[Tutor] Extracting words.. [sort | uniq]

Sun, 24 Mar 2002 16:01:38 -0600

On Sun, Mar 24, 2002 at 01:48:23PM -0800, Danny Yoo wrote:
| > | My first question:
| > |
| > | What do I have to do that each word appears only once in the list,i.e. is
| > | found only once??

| > l = ['JavaScript', 'MacWeek', 'MacWeek', 'CompuServe', 'CompuServe' ]
| > m = []
| > for item in l :
| >     if item not in m :
| >         m.append( item )
| > l = m
| > print l
| 
| To offer a counterpoint: the list structure doesn't stop us from finding
| unique elements effectively.  We can also do this uniqueness filter by
| first sorting the words.  What ths does is bring all the duplicates right
| next to each other.  Once we have this sorted list, just taking its unique
| members is just a matter of picking them out:

Good point!  I wasn't thinking of this.

| People who run Unix will recognize this as the "sort | uniq" approach.

For a while (when I read the subject) I thought you were going to
suggest piping the words out to 'uniq' :-).

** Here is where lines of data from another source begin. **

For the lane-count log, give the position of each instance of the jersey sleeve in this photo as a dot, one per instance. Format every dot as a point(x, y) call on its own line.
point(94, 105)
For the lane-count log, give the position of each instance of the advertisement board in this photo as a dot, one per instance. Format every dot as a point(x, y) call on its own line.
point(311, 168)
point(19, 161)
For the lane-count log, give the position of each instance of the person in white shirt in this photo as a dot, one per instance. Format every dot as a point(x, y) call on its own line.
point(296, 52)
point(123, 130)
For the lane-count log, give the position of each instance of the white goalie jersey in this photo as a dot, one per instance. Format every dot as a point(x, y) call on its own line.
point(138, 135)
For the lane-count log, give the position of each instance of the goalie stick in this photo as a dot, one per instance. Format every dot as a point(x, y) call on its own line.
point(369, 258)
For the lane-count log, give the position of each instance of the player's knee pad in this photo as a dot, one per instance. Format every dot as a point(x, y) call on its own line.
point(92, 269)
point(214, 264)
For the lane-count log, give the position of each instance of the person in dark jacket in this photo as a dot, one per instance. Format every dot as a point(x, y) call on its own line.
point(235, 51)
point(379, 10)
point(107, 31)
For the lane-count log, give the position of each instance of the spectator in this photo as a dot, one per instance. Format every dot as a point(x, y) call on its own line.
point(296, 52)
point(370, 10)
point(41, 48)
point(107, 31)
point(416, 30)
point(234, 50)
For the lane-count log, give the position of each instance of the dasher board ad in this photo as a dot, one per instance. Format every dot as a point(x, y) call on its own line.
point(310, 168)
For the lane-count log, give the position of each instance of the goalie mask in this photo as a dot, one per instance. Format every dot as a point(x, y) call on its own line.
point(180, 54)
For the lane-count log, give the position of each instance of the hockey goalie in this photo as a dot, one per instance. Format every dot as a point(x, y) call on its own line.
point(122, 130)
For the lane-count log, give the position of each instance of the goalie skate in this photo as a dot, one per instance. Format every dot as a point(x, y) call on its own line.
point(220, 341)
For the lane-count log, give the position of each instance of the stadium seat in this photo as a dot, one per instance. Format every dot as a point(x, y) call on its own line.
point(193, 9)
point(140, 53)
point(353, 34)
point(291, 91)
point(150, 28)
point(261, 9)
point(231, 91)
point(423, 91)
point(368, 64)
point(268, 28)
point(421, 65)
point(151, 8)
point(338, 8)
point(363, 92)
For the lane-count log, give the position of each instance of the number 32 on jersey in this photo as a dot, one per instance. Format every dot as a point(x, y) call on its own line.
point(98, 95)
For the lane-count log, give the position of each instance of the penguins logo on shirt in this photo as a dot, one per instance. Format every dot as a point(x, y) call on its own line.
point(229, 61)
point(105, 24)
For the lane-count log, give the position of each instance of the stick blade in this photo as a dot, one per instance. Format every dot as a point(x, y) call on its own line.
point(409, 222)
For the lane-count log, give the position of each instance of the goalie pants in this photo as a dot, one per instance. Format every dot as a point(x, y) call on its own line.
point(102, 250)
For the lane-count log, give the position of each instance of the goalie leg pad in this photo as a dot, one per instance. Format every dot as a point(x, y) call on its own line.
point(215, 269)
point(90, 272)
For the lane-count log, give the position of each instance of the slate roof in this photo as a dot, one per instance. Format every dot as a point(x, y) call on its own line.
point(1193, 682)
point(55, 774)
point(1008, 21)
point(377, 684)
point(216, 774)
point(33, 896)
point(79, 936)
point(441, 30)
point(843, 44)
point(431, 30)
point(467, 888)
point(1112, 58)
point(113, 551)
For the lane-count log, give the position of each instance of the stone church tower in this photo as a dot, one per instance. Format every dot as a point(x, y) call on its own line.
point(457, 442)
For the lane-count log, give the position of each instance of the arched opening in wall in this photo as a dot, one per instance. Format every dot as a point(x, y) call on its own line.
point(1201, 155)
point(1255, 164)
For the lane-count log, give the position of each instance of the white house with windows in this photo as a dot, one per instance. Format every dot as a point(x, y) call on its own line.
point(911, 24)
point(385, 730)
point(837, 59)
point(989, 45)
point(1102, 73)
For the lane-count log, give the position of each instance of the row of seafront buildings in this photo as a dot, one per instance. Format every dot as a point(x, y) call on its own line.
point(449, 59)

| For people who are interested: here's a similar problem: "Given a text
| file and an integer K, you are to print the K most common words in the
| file (and the number of their occurences) in decreasing frequency."

<cheater's hint>
Search the tutor archives.  With only a couple minor modifications the
answer is already there.
</cheater's hint>

| It's a fun problem to work on, and useful when one is writing an essay and
| wants to avoid overusing words.  *grin*

Oh, you want to count words in an essay ... that means filtering out
the LaTeX markup too :-).

mostly just babbling at the moment,
-D

-- 

I tell you the truth, everyone who sins is a slave to sin.  Now a slave
has no permanent place in the family, but a son belongs to it forever.
So if the Son sets you free, you will be free indeed.
        John 8:34-36